François Guérif : "Le polar n'est plus une contre-culture"

Il suffit de se reporter à La moisson rouge de Dashiell Hammett, aux livres de Manchette, Vautrin, ou aujourd'hui Dominique Manotti ou Jean-Hugues Oppel.

Quais du polar élargit au maximum le champ du polar : on y retrouve des figures du roman noir et du polar, des hommages aux grand maîtres, mais aussi des auteurs de thriller populaire comme Jean-Christophe Grangé ou Douglas Kennedy, ce mélange est-il salutaire pour le polar ?
L'ouverture et mélange des genres a toujours existé. Comme l'écrivait Alain Corneau : "L'influence du polar, c'est un poison qui s'infiltre partout ... Peu importe qu'on veuille me le fourguer à la sauce SF ou fantastique-épouvante, au goût du jour, je ne dis jamais non".

Le thriller a souvent été pour les spécialistes le parent pauvre des littératures policières, il est pourtant clairement plébiscité par le public au travers d'auteurs comme Grangé ou d'autres. Comment expliquer cela ?
Le dictionnaire anglais/français Harrap's indique que le mot "thriller" désigne un roman à sensations et qu'il tire son original du verbe "to thrill" : faire frissonner, faire frémir. Comme l'écrivait Jean-Pierre Deloux dans le numéro de Polar (nème4, septembre 1991), consacré au thriller : "Si le polar peut être globalement défini comme la solution d'un mystère et la découverte d'un ou plusieurs coupables, le thriller repose, en général, sur la découverte d'un secret et la mise en échec d'un complot ou d'une conspiration menaçant la sécurité et la paix de la société ou du monde". Le thriller n'est donc pas né avec Grangé, mais avec des auteurs comme Joseph Conrad, Eric Ambler, Graham Greene, Ian Fleming. Il n'a jamais été le parent pauvre de la littérature policière. C'est une façon et une technique différente de raconter des histoires.

Que pensez-vous de l'ouverture du roman noir et du polar vers la science-fiction, le fantastique, l'ésotérisme ?
Il y a longtemps que le polar s'est ouvert vers la science-fiction, le fantastique ou l'ésotérisme. Je vous renvoie à des écrivains comme Hal Clement (Le microbe détective) Isaac Asimov (Les cavernes d'acier) John Dickson Carr (La chambre ardente) ou Talbot Mundy (Les neuf inconnus) tous publiés dans les années cinquante.
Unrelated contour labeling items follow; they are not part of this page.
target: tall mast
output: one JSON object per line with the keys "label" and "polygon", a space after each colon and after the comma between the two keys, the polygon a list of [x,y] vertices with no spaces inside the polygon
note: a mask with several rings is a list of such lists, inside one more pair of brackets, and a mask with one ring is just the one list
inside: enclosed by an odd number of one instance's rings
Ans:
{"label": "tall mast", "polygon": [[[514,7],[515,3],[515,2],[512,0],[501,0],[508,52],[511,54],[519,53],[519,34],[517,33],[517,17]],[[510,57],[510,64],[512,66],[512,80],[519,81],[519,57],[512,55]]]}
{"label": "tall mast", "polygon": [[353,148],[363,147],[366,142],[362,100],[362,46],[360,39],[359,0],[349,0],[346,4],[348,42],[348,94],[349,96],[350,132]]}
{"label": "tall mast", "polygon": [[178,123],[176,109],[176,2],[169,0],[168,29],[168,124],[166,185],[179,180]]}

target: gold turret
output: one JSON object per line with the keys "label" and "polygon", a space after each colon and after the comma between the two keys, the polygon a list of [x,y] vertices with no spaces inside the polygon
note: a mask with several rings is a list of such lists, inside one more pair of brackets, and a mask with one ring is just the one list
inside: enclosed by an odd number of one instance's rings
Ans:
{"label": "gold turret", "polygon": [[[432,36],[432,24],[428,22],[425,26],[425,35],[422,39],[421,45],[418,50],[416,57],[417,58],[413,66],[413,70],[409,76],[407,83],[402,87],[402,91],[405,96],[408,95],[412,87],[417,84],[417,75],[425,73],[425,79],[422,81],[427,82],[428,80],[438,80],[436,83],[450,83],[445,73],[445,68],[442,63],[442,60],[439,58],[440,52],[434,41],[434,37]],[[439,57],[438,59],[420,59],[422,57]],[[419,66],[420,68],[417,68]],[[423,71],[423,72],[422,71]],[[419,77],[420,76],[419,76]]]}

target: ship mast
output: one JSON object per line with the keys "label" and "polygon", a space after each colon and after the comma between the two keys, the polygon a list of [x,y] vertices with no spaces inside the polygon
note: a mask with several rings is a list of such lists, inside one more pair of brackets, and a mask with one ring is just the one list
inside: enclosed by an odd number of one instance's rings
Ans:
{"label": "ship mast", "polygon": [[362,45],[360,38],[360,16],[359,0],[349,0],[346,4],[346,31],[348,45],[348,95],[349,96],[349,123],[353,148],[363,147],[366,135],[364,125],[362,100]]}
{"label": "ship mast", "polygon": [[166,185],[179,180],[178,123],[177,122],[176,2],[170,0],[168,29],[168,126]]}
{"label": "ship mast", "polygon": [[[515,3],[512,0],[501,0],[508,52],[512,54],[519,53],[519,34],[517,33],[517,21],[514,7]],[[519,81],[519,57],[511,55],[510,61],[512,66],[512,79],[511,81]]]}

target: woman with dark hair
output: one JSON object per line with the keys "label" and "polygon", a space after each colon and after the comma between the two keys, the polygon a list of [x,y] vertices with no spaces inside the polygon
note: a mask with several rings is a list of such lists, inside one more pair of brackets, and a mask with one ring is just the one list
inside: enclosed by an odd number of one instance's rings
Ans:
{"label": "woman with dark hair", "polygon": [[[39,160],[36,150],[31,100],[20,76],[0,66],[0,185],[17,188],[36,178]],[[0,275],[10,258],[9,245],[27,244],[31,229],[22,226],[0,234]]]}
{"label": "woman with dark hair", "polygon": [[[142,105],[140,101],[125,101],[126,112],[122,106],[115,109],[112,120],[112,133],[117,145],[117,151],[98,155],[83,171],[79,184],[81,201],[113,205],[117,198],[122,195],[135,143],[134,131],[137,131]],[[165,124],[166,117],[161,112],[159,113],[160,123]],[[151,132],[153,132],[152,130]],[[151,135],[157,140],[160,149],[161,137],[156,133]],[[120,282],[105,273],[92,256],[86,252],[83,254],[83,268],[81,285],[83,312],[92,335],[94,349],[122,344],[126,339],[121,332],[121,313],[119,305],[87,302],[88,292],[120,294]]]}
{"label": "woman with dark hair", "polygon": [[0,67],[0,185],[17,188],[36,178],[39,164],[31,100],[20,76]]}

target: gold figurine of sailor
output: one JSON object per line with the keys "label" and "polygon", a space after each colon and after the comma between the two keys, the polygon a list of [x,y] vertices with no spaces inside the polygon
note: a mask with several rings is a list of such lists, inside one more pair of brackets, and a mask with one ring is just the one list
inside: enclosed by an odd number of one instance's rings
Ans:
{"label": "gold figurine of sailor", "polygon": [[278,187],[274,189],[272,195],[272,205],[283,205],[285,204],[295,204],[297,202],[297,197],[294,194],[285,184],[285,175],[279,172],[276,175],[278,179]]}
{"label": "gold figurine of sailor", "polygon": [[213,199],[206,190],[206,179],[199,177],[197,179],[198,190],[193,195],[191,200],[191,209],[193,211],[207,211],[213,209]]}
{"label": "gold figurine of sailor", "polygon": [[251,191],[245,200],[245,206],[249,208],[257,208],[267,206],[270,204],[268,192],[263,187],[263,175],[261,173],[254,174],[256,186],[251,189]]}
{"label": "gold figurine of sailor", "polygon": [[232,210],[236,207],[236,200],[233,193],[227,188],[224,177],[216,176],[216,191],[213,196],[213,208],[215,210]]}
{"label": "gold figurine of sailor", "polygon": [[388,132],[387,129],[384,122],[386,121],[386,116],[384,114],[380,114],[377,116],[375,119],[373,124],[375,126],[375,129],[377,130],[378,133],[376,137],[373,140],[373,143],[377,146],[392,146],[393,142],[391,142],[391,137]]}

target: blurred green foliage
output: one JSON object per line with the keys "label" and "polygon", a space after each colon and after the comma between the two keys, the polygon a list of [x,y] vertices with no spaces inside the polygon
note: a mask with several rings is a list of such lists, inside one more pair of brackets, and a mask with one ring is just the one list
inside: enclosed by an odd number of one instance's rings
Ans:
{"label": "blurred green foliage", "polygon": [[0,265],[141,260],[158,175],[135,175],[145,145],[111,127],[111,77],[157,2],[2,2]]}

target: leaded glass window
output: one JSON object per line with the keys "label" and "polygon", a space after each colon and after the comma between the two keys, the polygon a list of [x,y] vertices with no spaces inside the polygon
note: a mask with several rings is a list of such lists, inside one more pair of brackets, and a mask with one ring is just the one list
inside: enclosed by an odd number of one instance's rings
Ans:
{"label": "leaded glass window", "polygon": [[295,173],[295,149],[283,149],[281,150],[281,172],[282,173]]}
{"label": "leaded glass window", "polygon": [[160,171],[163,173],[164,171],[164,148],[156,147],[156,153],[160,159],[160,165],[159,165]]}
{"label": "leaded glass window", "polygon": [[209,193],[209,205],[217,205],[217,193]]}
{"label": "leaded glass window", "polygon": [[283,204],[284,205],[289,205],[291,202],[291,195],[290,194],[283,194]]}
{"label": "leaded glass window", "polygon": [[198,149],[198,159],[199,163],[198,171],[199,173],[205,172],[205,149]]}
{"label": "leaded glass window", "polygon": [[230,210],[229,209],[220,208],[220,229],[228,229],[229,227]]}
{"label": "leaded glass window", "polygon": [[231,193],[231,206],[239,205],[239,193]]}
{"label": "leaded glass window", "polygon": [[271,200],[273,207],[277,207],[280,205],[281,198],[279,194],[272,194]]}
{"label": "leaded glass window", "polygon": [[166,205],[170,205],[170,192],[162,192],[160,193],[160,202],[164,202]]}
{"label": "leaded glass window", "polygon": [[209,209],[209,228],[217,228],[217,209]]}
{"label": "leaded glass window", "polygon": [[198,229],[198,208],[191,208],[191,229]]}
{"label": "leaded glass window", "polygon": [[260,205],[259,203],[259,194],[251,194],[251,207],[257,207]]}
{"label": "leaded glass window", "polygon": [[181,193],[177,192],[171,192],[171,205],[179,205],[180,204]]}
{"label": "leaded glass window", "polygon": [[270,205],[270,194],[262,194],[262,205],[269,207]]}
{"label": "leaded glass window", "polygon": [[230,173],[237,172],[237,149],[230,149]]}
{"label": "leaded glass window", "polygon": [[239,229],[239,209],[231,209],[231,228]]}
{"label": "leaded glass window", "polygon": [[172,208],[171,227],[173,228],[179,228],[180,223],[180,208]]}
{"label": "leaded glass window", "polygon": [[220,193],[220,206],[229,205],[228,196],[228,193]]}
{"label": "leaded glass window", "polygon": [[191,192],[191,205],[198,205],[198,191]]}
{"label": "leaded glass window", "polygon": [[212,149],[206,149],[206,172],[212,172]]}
Les séries télévisées policières (The Shield, les Experts...) sont de plus en plus populaires. Pensez-vous qu'elles suscitent par ricochet un engouement pour la littérature policière ?
Oui le cinéma et la littérature policière ont toujours été étroitement liés. La télévision a pris le relais. Ce qui est intéressant aujourd'hui, c'est que des grands auteurs (Dennis Lehane, George Pelecanos) travaillent sur des séries. Mais ces séries ne découlent-elles pas elles-mêmes des bouquins d'Ed Mc Bain, Georges Simenon ou Manuel Vasquez Montalban ?

Devenu divertissement familial, le polar est-il encore une contre-culture à dimension politique ?
Il y a toujours eu le roman policier de "distraction" (en général le roman d'énigme) et le roman policier social et politique (en général le roman noir). Cela continue aujourd'hui. Et si certaines séries sont pour un public familial, d'autres le sont beaucoup moins et restent "politiques" (The wire, par exemple). Mais le polar n'est plus une contre-culture. Aujourd'hui Hammett, Chandler, Simenon ou Ellroy sont entrés par la grande porte à l'Université et seuls les imbéciles peuvent encore les considérer comme des écrivains mineurs.